Inside the Obama Administration

Barack Obama's executive ineptitude is on display at the highesty level of government. While he has been repeatedly meeting with union leaders over the last two years and playing golf, he has not been so attentive to his cabinet members, and all is not peaceful. The Nobel Peace Prize winner needs to work his magic close to home.

According to an article in New York magazine by veteran journalist John Heilemann, Obama has not yet conferred with some six Cabinet members since becoming President.  He certainly has been busy appointing czars and czarinas, however, and advisers such as Elizabeth Warren who is the de facto head of the Consumer Financial Protection Bureau.

Apparently, cabinet members are not feeling the love and are in a rebellious mood. There have recurring reports over the last few years that Barack Obama relies on a small, hard-core group of advisers to make and enact policy. He does not like "new people."   

Anne E. Kornblut of the Washington Post reports that the White House is in repair mode-trying to tamper the anger:

News this week of the first departure of a Cabinet secretary from the Obama administration comes amid a wide-ranging effort under the new chief of staff, William M. Daley, to repair badly frayed relations between the White House and the Cabinet.

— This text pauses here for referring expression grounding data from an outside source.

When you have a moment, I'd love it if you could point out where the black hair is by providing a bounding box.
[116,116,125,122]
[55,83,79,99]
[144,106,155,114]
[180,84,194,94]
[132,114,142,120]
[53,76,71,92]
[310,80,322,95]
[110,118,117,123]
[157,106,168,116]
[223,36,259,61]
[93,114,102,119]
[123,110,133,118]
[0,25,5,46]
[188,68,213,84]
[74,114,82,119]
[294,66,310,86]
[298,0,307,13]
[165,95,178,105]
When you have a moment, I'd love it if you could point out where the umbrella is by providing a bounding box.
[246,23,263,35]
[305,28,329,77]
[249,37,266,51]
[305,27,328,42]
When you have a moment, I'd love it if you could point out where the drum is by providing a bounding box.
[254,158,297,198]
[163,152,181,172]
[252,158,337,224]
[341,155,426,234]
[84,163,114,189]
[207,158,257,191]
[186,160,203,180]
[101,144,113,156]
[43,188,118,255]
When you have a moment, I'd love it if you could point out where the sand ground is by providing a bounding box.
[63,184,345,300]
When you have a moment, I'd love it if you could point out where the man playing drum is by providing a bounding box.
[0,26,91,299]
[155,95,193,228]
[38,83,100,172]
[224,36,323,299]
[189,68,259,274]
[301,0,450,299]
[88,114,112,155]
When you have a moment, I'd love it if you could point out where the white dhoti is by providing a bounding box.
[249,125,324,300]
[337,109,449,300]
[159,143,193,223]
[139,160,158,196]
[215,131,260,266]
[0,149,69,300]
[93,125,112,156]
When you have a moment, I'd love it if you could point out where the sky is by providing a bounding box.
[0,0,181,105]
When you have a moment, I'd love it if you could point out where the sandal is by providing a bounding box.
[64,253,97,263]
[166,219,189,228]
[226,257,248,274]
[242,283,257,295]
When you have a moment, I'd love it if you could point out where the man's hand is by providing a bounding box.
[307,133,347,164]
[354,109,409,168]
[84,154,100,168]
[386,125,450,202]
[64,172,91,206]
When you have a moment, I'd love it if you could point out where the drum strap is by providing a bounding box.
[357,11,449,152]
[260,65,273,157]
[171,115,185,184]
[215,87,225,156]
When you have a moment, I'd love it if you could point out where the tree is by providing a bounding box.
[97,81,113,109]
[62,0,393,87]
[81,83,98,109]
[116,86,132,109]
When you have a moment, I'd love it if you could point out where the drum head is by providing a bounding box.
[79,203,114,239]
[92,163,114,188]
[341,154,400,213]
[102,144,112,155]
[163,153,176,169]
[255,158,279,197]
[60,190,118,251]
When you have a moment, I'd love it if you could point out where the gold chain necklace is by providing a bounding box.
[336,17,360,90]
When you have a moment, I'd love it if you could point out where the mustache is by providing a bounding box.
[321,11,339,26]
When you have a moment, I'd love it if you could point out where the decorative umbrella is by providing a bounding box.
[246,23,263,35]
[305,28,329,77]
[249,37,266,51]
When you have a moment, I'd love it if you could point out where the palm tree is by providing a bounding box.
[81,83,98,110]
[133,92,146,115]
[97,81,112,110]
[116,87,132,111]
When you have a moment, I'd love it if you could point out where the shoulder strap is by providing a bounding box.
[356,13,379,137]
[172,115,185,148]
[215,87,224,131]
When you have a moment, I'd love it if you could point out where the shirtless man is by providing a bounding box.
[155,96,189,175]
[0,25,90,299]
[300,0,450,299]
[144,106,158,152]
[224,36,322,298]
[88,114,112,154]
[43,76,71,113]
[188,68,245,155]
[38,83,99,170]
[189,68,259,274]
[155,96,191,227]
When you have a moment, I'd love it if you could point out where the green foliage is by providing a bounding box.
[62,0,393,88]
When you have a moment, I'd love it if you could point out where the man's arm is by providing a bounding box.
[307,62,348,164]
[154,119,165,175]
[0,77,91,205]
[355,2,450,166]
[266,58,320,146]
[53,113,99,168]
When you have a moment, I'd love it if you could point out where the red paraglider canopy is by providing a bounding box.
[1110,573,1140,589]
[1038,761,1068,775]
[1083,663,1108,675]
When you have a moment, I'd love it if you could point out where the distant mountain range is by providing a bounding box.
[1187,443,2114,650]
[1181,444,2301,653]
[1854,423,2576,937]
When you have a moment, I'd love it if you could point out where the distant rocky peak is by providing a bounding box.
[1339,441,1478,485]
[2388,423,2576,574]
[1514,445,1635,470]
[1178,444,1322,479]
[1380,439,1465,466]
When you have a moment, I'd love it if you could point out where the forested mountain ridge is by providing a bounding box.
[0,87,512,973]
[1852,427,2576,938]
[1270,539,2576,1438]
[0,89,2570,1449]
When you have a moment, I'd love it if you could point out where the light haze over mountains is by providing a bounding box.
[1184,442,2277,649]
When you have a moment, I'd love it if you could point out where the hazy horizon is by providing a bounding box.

During the first two years of President Obama's term, the administration fully embraced just a few of his superstar picks -- people such as Defense Secretary Robert M. Gates and Education Secretary Arne Duncan. But many more agency chiefs conducted their business in relative anonymity, sometimes after running afoul of White House officials.

Both sides were deeply disgruntled. Agency heads privately complained that the White House was a "fortress" that was unwilling to accept input and that micromanaged their departments. Senior administration advisers rolled their eyes in staff meetings at the mention of certain Cabinet members, participants said.

Obama himself said his advisers were relying on him too frequently as a messenger, rather than letting his appointees carry important themes to the country, senior administration officials said. And the president felt isolated. "One of the first things he said to me was, 'I want to see these people more often,' " Daley said in an interview.

Apparently, Obama picks favorites.

The top tier is prized, with Gates, Secretary of State Hillary Rodham Clinton and Treasury Secretary Timothy F. Geithner in good stead. So, too, is Attorney General Eric H. Holder Jr., even after some early angst over his decision to hold a controversial terrorism trial in New York. They head the traditional "big four," the original departments created by George Washington, with the heftiest portfolios. Additionally, aides said, Obama cherishes Duncan, who is a basketball buddy and a charismatic advocate.

Everyone else has had problems, to widely varying degrees

Seemingly,  the laying of hands did not extend to most of the Cabinet. There were internal battles among Cabinet members as well, but there is no denying that the White House dropped the ball in managing the officials chosen to lead the nation.

Also, not meeting with at least 6 cabinet members since assuming office is insulting, especially given the time spent on the golf links, at East Room musical soirees, vacations, and pick-up basketball games with NBA superstars.

Perhaps it is time for another beer summit, featuring the beer that the Obamas have found time to brew themselves at the White House, another historic first.